Anyway, I'm thinking of looking into NYU and what it has in the way of a rhetoric program. It probably won't happen (I have no idea what their requirements are, but I know damn well how much their TAs make, and while you can live like a king on such a salary in DeKalb, similar ambitions in the City That Never Sleeps, Stops Drinking or Throwing Lustrious Entertainment Your Way fall significantly short of reality), but I can't help thinking that if other people can make it work, maybe I could qualify.

Qualify as "other people," that is. Ever notice how everything that ever looked the best or the worst to you always happens to someone else? There's my answer.

Monday, June 09, 2003

After several hours of arguing and three or four Bloody Marys, I managed to cough up another $95 to stay here another day. And if I'm drunk enough tomorrow, I may extend it another twenty four hours as well. Damn it, I'm on vacation. Time I acted like it.

Salome was phenomenal. Of course, most of the play was taken up by Pacino sitting in an armchair delivering diatribes against his wife and stepdaughter that make his rants in Glengarry Glen Ross look like an exercise in marital restraint. But it was great nonetheless. (John, if you're reading this, yes, Marissa Tomei gets topless. I couldn't get a picture for you. Sorry.)

I even saw Guy Pierce in the auditorium (this was in the Barrymore) talking on a cell phone. I would have talked to the guy, but he must have spotted a drunken fanatic fan a mile away, because he walked off the minute we made eye contact. Does that make me a psycho fan because I'm all excited about making eye contact with Pierce? It even made Pacino and Tomei's performances anticlimactic.

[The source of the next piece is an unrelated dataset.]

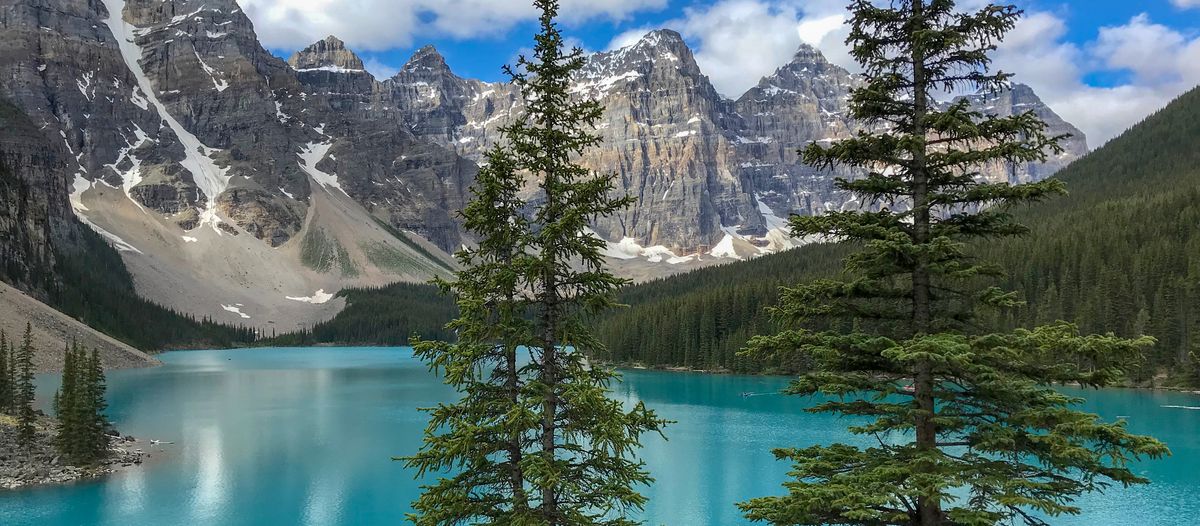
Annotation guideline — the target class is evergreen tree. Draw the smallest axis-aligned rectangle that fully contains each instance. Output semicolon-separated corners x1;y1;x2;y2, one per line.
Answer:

Anyway, we've found our old patterns quite easily. We're up in the morning hung over and billious, swearing not to drink to excess for another day...and then reneging on that promise by noon or one p.m. the same afternoon. Amidst all the drinking, though, I did manage to take in a fair amount of what the city has to offer:
The Brooklyn Bridge
The Met
The Empire State Building
Rockefeller Center
Fifth Avenue
Saint Patricks Cathedral
The New York Public Library (great bar behind it!)
Bryant Park
The Village
Times Square
Grand Central Station (another great bar, but the bartender thought I was gay and gave me a bunch of male strip club addresses, damn it)
Columbia University
Tonight, it's Little Italy with Wiggo and Toola. Then more alcohol. If I make that flight tomorrow, it'll be a miracle.

Oh, and I even got the time wrong for the return flight. Surprised, you should not be.

Saturday, June 07, 2003

Three hours until Salome. About to break out my new suit--I'll probably spill vodka all over it. God, the drinking continutes nonstop. We got in around 4 a.m. yesterday, slept for almost eight hours, woke up dishevelled and gravel-throated...then went to the Met (Metropolitan Museum of Art, for the unlettered) and hit a bar on the way back. Two Black and Tans later and I feel like I've been taking vitamins and exercising for a year.

I picked up two books at the museum which, combined, make up a sort of halfassed rhetoric primer. One is a more or less illustrated history of writing; the other more of the same on philosophy. I haven't forgotten about getting those GRE scores up yet...I've just put it on hold to drink more.
In New York now, drunk, barhopping, listening to Carmen in Matt's shoebox of a New York apartment. They tell me this is what I work all year to afford--a lousy weekend in New York for the sole pleasure of listening to operas, going to Broadway plays and drinking in overcrowded, trendy, yuppified bars. Oh man, am I on vacation or what?

Almost didn't make it--almost missed the flight. I have two things to thank for making my flight on time--one is a lack of traffic on 290; the other is dumb luck.

Three vodka tonics; half a bottle of Merlot; one Bud Light and a glass of French wine. Not a bad resume for the first Friday night of my summer break.